The chart lists the top-scoring motifs associated with genes (A) increased by aging of tail skin in female mice, (B) decreased by aging of tail skin in female mice, (C) increased by aging of tail skin in males, and (D) decreased by aging of tail skin in males. For each motif (left margin), gene sets associated with a varying number of motif occurrences (in the region 2000 BP upstream/200 BP downstream of the transcription start site) were derived. For any one motif, gene sets with fewer motif occurrences were always larger than those sets containing genes with more motif occurrences (see legend in right margin). Thus, larger symbols correspond to larger gene sets with few motif occurrences while smaller symbols correspond to smaller gene sets with a larger number of motif occurrences (see legend). For each set, the proportion of age-increased to age-decreased genes was calculated (open symbols and horizontal axis; see Figure S3 and S4 legends). A motif-expression association is indicated by deviation of this proportion from 0.50, with blue symbols corresponding to gene sets for which the estimated proportion differs significantly from 0.50 (comparison-wise P<0.05; Fisher's exact test), and yellow symbols corresponding to sets significant at a more stringent threshold (FDR-adjusted P<0.05; Bejamini-Hochberg correction). We noted two motif-aging associations that, for the same sex, were consistent in direction with those identified in humans (blue font; compare with Figures S3 and S4). However, we noted nine associations that, for the same sex, were contrasting in direction compared to those identified in humans (magenta font; compare with Figures S3 and S4). For each motif listed, candidate target genes are listed in the right margin (red labels for age-increased genes; green labels for age-decreased genes; see Figure S3 and S4 legends).

Plots (A) and (B) display the expression of human clusterin (CLU) relative to age, where each open circle indicates the microarray-based expression estimate in sun-protected skin from an individual female or male. Red lines correspond to the least squares estimate for the regression of expression versus subject age, and blue lines represent the same regression but obtained using the Loess procedure.
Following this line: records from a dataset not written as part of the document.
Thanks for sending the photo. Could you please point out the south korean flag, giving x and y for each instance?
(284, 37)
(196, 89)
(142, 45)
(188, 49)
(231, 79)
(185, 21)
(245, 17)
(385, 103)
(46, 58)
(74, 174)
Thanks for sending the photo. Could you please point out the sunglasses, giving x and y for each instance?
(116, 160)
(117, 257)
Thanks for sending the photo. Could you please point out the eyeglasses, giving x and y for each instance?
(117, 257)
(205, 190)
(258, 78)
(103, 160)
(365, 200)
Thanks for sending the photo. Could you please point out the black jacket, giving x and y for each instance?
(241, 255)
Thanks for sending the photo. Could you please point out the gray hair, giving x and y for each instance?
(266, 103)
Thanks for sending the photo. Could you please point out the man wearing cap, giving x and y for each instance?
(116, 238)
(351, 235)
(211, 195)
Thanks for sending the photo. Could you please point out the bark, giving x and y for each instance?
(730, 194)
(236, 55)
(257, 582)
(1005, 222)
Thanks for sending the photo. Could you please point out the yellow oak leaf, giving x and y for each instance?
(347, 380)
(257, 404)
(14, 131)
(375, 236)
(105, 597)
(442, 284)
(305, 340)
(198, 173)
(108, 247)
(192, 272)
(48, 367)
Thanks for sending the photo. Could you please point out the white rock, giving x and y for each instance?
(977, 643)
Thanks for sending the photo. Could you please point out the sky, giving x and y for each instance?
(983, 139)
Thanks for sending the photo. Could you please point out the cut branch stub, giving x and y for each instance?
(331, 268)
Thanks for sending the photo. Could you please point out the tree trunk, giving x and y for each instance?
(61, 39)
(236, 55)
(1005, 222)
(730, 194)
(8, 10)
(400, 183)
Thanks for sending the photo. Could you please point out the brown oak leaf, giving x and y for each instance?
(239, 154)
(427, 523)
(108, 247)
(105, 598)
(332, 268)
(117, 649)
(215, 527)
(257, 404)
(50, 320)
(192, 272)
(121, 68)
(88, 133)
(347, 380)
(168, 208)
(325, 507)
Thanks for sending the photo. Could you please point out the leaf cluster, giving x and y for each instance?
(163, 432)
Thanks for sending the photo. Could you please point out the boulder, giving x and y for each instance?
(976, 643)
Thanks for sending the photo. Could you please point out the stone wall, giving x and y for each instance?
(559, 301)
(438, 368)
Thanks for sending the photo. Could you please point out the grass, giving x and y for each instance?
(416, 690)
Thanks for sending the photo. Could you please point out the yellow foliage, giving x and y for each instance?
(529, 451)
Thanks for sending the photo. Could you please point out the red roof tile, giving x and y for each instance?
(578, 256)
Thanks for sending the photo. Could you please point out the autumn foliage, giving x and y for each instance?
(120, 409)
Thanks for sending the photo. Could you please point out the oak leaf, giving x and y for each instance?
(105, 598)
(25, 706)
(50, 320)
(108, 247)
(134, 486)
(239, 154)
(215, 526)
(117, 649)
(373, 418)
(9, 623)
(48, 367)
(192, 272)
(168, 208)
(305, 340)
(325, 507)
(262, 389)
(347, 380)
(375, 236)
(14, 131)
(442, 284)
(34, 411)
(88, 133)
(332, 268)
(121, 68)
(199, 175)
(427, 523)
Panel (C) displays mean microarray-based expression levels of mouse Clu (±1 standard error) in tail skin from young (5 month) and old (30 months) CB6F1 mice (n = 5 per group). Panels (D)–(G) display average expression of mouse Clu in mice from three age groups (5 months, 17 months and 30 months) and from both sexes (n = 5–6 mice for each sex/age combination; RT-PCR with 18S ribosomal RNA used as an internal control gene for calculation of relative expression). Each panel (D)–(G) displays the mean expression levels in each group (± one standard error) normalized to the average expression level of the young (5 month) female group. For each sex, the average expression of middle-aged (17 month) and old groups (30 months) was compared to that of the young group (5 months). A red star indicates a significant difference relative to the youngest group of the same sex (P<0.05; two-sided two-sample t-test). A blue star is used to indicate a significant difference based upon a two-sample non-parametric statistical test (P<0.05; either Wilcoxon or Kruskal-Wallis rank sum test). Panels (H) and (I) display average expression of mouse clusterin (Clu) in long-lived Pit1(dw/dw) dwarf mice as compared to littermate controls with normal phenotypes (n = 6 per genotype; males; six months of age; Actb was used as an internal reference for calculation of relative expression).